Enfin, l’application à partir de l’année 2015 de nouvelles dispositions réglementaires pourrait conduire à étendre l’interdiction non seulement à d’autres tronçons du Golo, mais aussi à d’autres cours d’eau, Fiumalto, Liamone et Tavignano.

L’amélioration de plusieurs réseaux publics ou privés d’assainissement, la séparation des eaux pluviales et des eaux usées, l’entretien des raccordements privés aux réseaux publics d’assainissement sont souvent les responsables puisque parfois très insuffisants.

L’ARS souligne que les municipalités collaborent efficacement, lors des épisodes de pollution avec une réponse immédiate en matière de gestion des périodes d’interdiction de baignade et d’information du public.

Le classement des eaux de baignade

En 2012, l’organisation des modalités de recherche de l’algue Ostreopsis ovata spp toxique a mis en place une surveillance visuelle et sanitaire permettant d’alerter l’ARS en cas de suspicion de présence de l’algue et le centre anti poison de Marseille en cas de cas humains suspects de troubles qu’elle aurait causé.  Une alerte sanitaire est déclenchée, s’il y a à la fois une suspicion de présence d’Ostréopsis ovata dans l’environnement, au moins deux cas humains suspects le même jour sur le même site, et, après la confirmation analytique de la présence significative de l’algue. 

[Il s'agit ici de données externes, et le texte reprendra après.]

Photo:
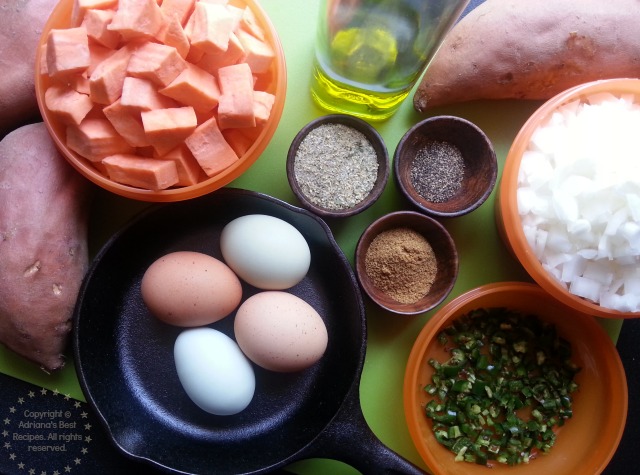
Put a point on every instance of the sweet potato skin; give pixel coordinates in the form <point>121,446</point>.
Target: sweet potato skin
<point>21,25</point>
<point>43,245</point>
<point>515,49</point>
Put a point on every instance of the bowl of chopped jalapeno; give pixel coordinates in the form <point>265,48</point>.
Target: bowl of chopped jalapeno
<point>504,376</point>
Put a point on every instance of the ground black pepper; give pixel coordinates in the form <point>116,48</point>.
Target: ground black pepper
<point>335,166</point>
<point>401,263</point>
<point>437,171</point>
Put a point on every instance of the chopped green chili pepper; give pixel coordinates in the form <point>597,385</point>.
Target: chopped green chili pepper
<point>506,386</point>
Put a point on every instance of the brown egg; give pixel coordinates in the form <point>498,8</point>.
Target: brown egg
<point>280,332</point>
<point>190,289</point>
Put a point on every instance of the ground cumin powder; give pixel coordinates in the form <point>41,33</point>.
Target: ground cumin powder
<point>401,263</point>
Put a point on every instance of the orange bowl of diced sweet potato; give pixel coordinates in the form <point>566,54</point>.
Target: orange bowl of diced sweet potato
<point>160,101</point>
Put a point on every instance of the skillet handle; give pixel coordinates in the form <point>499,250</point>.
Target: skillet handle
<point>349,439</point>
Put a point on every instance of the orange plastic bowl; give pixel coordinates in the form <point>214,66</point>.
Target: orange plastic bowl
<point>587,441</point>
<point>275,82</point>
<point>508,219</point>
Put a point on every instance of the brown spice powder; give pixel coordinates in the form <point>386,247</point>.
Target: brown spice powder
<point>401,263</point>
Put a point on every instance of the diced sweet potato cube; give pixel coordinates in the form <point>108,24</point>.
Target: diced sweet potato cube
<point>98,53</point>
<point>67,51</point>
<point>211,27</point>
<point>70,106</point>
<point>95,139</point>
<point>258,54</point>
<point>235,107</point>
<point>142,95</point>
<point>173,34</point>
<point>96,21</point>
<point>178,9</point>
<point>107,79</point>
<point>159,63</point>
<point>194,87</point>
<point>167,128</point>
<point>236,110</point>
<point>210,149</point>
<point>148,173</point>
<point>80,83</point>
<point>137,19</point>
<point>127,123</point>
<point>236,77</point>
<point>189,170</point>
<point>234,54</point>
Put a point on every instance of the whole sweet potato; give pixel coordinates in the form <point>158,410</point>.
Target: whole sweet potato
<point>21,24</point>
<point>534,49</point>
<point>43,245</point>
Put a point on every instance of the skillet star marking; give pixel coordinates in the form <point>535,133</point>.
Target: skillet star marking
<point>38,425</point>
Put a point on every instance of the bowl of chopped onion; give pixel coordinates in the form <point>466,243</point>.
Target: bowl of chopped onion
<point>568,204</point>
<point>505,379</point>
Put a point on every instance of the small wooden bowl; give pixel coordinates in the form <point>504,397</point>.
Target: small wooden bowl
<point>480,164</point>
<point>444,249</point>
<point>378,145</point>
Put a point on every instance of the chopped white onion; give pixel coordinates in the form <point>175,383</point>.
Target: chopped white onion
<point>579,198</point>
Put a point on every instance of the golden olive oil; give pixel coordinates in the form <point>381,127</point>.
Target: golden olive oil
<point>370,53</point>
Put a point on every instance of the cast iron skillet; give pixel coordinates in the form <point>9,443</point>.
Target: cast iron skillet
<point>125,365</point>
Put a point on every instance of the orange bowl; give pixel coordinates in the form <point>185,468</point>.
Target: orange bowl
<point>508,219</point>
<point>587,441</point>
<point>275,82</point>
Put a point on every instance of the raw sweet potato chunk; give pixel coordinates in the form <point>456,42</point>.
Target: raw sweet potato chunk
<point>95,139</point>
<point>167,128</point>
<point>148,173</point>
<point>67,51</point>
<point>165,79</point>
<point>210,149</point>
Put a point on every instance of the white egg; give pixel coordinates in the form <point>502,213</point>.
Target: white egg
<point>213,371</point>
<point>265,251</point>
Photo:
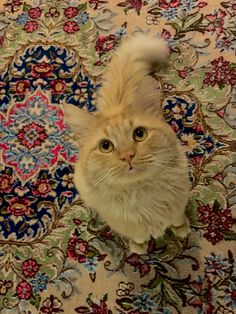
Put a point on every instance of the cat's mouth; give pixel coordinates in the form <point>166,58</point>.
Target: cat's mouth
<point>131,168</point>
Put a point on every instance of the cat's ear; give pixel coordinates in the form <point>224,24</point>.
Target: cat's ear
<point>79,120</point>
<point>148,97</point>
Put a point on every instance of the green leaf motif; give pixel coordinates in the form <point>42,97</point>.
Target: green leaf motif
<point>125,303</point>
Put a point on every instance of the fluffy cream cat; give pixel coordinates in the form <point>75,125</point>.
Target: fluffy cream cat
<point>132,168</point>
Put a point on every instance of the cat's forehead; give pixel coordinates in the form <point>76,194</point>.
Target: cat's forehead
<point>118,124</point>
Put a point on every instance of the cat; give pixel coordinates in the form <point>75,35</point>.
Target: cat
<point>132,168</point>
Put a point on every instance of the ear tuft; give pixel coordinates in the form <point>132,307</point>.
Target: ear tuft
<point>149,96</point>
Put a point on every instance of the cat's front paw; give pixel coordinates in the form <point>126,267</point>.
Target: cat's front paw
<point>139,248</point>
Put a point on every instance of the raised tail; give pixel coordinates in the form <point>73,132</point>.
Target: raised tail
<point>132,61</point>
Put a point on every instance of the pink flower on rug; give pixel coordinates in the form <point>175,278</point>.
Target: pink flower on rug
<point>58,86</point>
<point>30,267</point>
<point>1,40</point>
<point>165,34</point>
<point>71,27</point>
<point>35,13</point>
<point>32,135</point>
<point>6,182</point>
<point>216,22</point>
<point>105,43</point>
<point>165,4</point>
<point>31,26</point>
<point>71,12</point>
<point>205,214</point>
<point>24,290</point>
<point>43,188</point>
<point>42,69</point>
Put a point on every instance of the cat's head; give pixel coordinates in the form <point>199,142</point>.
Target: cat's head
<point>127,146</point>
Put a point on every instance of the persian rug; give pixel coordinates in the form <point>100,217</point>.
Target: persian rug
<point>56,256</point>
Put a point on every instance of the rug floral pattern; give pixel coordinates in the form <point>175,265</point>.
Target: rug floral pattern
<point>56,256</point>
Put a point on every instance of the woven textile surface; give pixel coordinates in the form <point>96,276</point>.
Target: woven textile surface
<point>56,256</point>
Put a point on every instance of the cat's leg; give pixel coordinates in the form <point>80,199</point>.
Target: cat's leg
<point>138,245</point>
<point>181,226</point>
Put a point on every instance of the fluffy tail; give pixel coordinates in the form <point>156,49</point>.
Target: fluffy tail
<point>133,60</point>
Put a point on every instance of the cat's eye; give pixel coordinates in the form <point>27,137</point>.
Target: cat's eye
<point>140,134</point>
<point>106,146</point>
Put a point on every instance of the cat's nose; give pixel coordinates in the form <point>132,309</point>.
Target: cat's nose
<point>127,156</point>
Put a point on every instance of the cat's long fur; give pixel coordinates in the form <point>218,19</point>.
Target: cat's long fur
<point>153,198</point>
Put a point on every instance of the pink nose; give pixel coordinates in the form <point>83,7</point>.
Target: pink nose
<point>128,156</point>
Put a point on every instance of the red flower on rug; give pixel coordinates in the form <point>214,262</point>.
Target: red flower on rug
<point>165,4</point>
<point>32,135</point>
<point>43,188</point>
<point>6,182</point>
<point>217,222</point>
<point>21,87</point>
<point>71,27</point>
<point>71,12</point>
<point>105,43</point>
<point>222,73</point>
<point>30,267</point>
<point>35,13</point>
<point>24,290</point>
<point>31,26</point>
<point>19,206</point>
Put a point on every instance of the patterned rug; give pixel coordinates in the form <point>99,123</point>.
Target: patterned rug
<point>55,255</point>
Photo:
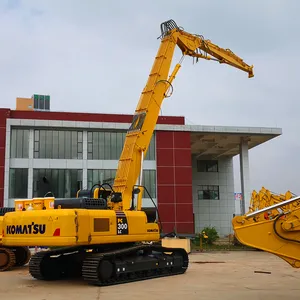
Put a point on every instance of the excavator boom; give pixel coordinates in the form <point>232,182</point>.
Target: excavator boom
<point>147,111</point>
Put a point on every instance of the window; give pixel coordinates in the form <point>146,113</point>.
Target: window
<point>41,102</point>
<point>207,165</point>
<point>108,175</point>
<point>19,143</point>
<point>58,144</point>
<point>109,145</point>
<point>18,183</point>
<point>63,183</point>
<point>208,192</point>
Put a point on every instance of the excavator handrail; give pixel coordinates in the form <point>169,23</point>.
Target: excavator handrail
<point>268,208</point>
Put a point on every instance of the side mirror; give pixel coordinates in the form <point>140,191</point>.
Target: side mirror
<point>136,191</point>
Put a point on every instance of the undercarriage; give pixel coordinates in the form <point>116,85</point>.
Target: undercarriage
<point>110,264</point>
<point>13,257</point>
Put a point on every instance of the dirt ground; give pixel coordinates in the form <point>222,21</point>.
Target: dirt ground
<point>218,275</point>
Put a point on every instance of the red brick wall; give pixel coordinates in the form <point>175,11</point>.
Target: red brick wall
<point>174,181</point>
<point>4,114</point>
<point>89,117</point>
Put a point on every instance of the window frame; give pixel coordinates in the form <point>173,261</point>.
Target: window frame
<point>207,192</point>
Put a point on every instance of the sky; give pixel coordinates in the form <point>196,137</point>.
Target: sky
<point>95,56</point>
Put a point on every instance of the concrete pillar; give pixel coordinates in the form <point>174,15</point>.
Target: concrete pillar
<point>84,157</point>
<point>245,176</point>
<point>30,164</point>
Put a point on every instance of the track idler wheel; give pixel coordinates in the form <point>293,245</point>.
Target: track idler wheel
<point>7,259</point>
<point>23,256</point>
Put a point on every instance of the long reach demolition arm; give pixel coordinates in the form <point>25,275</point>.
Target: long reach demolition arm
<point>147,111</point>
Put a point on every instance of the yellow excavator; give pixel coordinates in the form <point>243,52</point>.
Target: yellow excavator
<point>11,256</point>
<point>103,235</point>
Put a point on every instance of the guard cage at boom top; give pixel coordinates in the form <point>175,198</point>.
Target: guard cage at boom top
<point>167,26</point>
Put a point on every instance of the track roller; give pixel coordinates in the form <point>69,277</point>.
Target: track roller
<point>7,259</point>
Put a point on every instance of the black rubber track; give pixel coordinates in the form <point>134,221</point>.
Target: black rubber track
<point>78,263</point>
<point>92,264</point>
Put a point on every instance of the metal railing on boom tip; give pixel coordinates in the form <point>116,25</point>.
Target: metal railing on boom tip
<point>268,208</point>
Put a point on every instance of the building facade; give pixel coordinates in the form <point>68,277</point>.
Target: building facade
<point>188,170</point>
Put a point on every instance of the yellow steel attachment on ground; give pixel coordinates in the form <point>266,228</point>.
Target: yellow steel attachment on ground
<point>277,232</point>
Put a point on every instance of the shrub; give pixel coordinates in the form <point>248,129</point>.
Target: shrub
<point>211,234</point>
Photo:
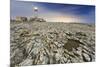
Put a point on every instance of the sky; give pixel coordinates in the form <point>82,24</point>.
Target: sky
<point>54,12</point>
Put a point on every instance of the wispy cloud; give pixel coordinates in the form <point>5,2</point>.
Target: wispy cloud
<point>55,12</point>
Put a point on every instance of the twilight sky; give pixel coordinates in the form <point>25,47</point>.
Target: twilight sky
<point>54,12</point>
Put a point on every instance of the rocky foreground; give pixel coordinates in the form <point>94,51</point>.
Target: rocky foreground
<point>51,43</point>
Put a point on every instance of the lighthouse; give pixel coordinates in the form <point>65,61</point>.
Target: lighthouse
<point>35,9</point>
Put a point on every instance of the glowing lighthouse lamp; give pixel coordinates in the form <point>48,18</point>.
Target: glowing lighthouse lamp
<point>35,12</point>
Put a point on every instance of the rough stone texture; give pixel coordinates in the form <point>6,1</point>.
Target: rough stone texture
<point>51,43</point>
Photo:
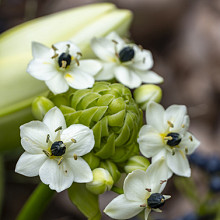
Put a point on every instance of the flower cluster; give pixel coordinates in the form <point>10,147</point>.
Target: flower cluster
<point>91,132</point>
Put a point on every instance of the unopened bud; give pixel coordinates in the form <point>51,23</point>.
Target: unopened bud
<point>136,163</point>
<point>146,93</point>
<point>40,106</point>
<point>112,169</point>
<point>102,181</point>
<point>92,160</point>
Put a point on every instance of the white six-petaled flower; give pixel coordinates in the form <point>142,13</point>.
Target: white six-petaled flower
<point>128,63</point>
<point>142,191</point>
<point>60,67</point>
<point>165,135</point>
<point>54,152</point>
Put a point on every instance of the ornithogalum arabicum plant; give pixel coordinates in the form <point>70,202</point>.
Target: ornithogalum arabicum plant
<point>89,131</point>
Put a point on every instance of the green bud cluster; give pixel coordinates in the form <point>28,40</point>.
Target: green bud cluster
<point>111,112</point>
<point>147,93</point>
<point>136,162</point>
<point>102,181</point>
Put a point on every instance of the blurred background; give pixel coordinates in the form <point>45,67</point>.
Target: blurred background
<point>184,38</point>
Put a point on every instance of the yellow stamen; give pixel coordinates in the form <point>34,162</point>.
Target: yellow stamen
<point>60,160</point>
<point>73,140</point>
<point>170,124</point>
<point>64,63</point>
<point>168,138</point>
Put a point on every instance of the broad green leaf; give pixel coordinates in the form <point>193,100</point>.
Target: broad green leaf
<point>85,201</point>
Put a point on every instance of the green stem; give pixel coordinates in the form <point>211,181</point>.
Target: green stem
<point>117,190</point>
<point>1,182</point>
<point>37,203</point>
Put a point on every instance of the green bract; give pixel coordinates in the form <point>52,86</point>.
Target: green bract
<point>110,111</point>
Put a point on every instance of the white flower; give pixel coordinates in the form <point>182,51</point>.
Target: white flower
<point>128,63</point>
<point>60,67</point>
<point>142,191</point>
<point>165,135</point>
<point>54,152</point>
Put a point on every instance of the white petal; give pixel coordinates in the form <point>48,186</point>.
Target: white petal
<point>167,197</point>
<point>58,177</point>
<point>80,169</point>
<point>42,69</point>
<point>54,119</point>
<point>107,71</point>
<point>103,48</point>
<point>155,117</point>
<point>189,142</point>
<point>161,154</point>
<point>67,46</point>
<point>176,114</point>
<point>149,76</point>
<point>178,163</point>
<point>146,213</point>
<point>127,77</point>
<point>57,84</point>
<point>135,185</point>
<point>114,36</point>
<point>79,80</point>
<point>84,139</point>
<point>121,208</point>
<point>150,141</point>
<point>143,59</point>
<point>40,51</point>
<point>33,136</point>
<point>91,67</point>
<point>29,164</point>
<point>157,172</point>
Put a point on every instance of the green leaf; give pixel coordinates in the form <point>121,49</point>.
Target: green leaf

Par contre, des mesures de gestion sont engagées sans attendre la confirmation analytique en cas de survenue de nombreux cas humains présentant des symptômes bénins et ayant fréquenté la même plage ou si quelques cas suspects plus gravement atteints sont hospitalisés, en raison de complications respiratoires, avec au moins deux symptômes. Le budget de cette surveillance est assuré pour moitié par l'ARS et par l'Office de l'Environnement.

Le classement des zones de baignade se fait grâce à 2 indicateurs microbiologiques de pollution des eaux de baignade (Escherichia coli et entérocoques intestinaux) recherchés à chaque analyse. Ils permettent de classer le site de baignade dans l’une des 4 classes : A - eau de bonne qualité, B - eau de qualité moyenne (conformes à la réglementation européenne). C - eau pouvant être momentanément polluée, D - eau de mauvaise qualité (si deux années consécutives, interdiction de baignade).